# Module 1: Peer Reviewed Assignment

### Outline:
The objectives for this assignment:

1. Learn when and how simulated data is appropriate for statistical analysis.
2. Experiment with the processes involved in simulating linear data.
3. Observe how the variance of data effects the best-fit line, even for the same underlying population.
4. Recognize the effects of standardizing predictors.
5. Interpreting the coefficients of linear models on both original and standardized data scales.


General tips:

1. Read the questions carefully to understand what is being asked.
2. This work will be reviewed by another human, so make sure that you are clear and concise in what your explanations and answers.

**A Quick Note On Peer-Reviewed Assignments**

Welcome to your first peer reviewed assignment! These assignments will be a more open form than the auto-graded assignments, and will focus on interpretation and visualization rather than "do you get the right numbers?" These assignments will be graded by your fellow students (except in the specific cases where the work needs to be graded by a proctor) so please make your answers as clear and concise as possible.

In [None]:
# This cell loads the necesary libraries for this assignment
library(tidyverse)

"package 'testthat' was built under R version 3.6.3"Registered S3 methods overwritten by 'ggplot2':
  method         from 
  [.quosures     rlang
  c.quosures     rlang
  print.quosures rlang
Registered S3 method overwritten by 'rvest':
  method            from
  read_xml.response xml2
-- Attaching packages --------------------------------------- tidyverse 1.2.1 --
v ggplot2 3.1.1     v purrr   0.3.2
v tibble  3.0.4     v dplyr   1.0.2
v tidyr   1.1.2     v stringr 1.4.0
v readr   1.3.1     v forcats 0.4.0
"package 'dplyr' was built under R version 3.6.3"-- Conflicts ------------------------------------------ tidyverse_conflicts() --
x dplyr::filter()  masks stats::filter()
x purrr::is_null() masks testthat::is_null()
x dplyr::lag()     masks stats::lag()
x dplyr::matches() masks tidyr::matches(), testthat::matches()


# Problem 1: Simulating Data

We're going to let you in on a secret. The turtle data from the autograded assignment was simulated...fake data! Gasp! Importantly, simulating data, and applying statistical models to simulated data, are very important tools in data science.
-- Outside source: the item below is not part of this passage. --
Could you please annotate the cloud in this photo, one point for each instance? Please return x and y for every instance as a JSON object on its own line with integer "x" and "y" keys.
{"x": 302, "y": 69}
Why do we use simulated data? Real data can be messy, noisy, and we almost never *really* know the underlying process that generated real data. Working with real data is always our ultimate end goal, so we will try to use as many real datasets in this course as possible. However, applying models to simulated data can be very instructive: such applications help us understand how models work in ideal settings, how robust they are to changes in modeling assumptions, and a whole host of other contexts.

And in this problem, you are going to learn how to simulate your own data.

#### 1. (a) A Simple Line

Starting out, generate $10$ to $20$ data points for values along the x-axis. Then generate data points along the y-axis using the equation $y_i=\beta_0 + \beta_1x_i$. Make it a straight line, nothing fancy.

Plot your data (using ggplot!) with your $\mathbf{x}$ data along the x-axis and your $\mathbf{y}$ data along the y-axis.

In the *Markdown* cell below the `R` cell, describe what you see in the plot.

**Tip**: You can generate your x-data *deterministically*, e.g., using either `a:b` syntax or the `seq()` function, or *randomly* using something like `runif()` or `rnorm()`. In practice, it won't matter all that much which one you choose.

In [None]:
# Your Code Here


#### 1. (b) The Error Component

That is a perfect set of data points, but that is a problem in itself. In almost any real life situation, when we measure data, there will be some error in those measurements. Recall that our simple linear model is of the form:

$$ y_i = \beta_0 + \beta_1x_i + \epsilon_i,  \qquad \epsilon_i \sim N(0, \sigma^2) $$

Add an error term to your y-data following the formula above. Plot at least three different plots (using ggplot!) with the different values of $\sigma^2$. 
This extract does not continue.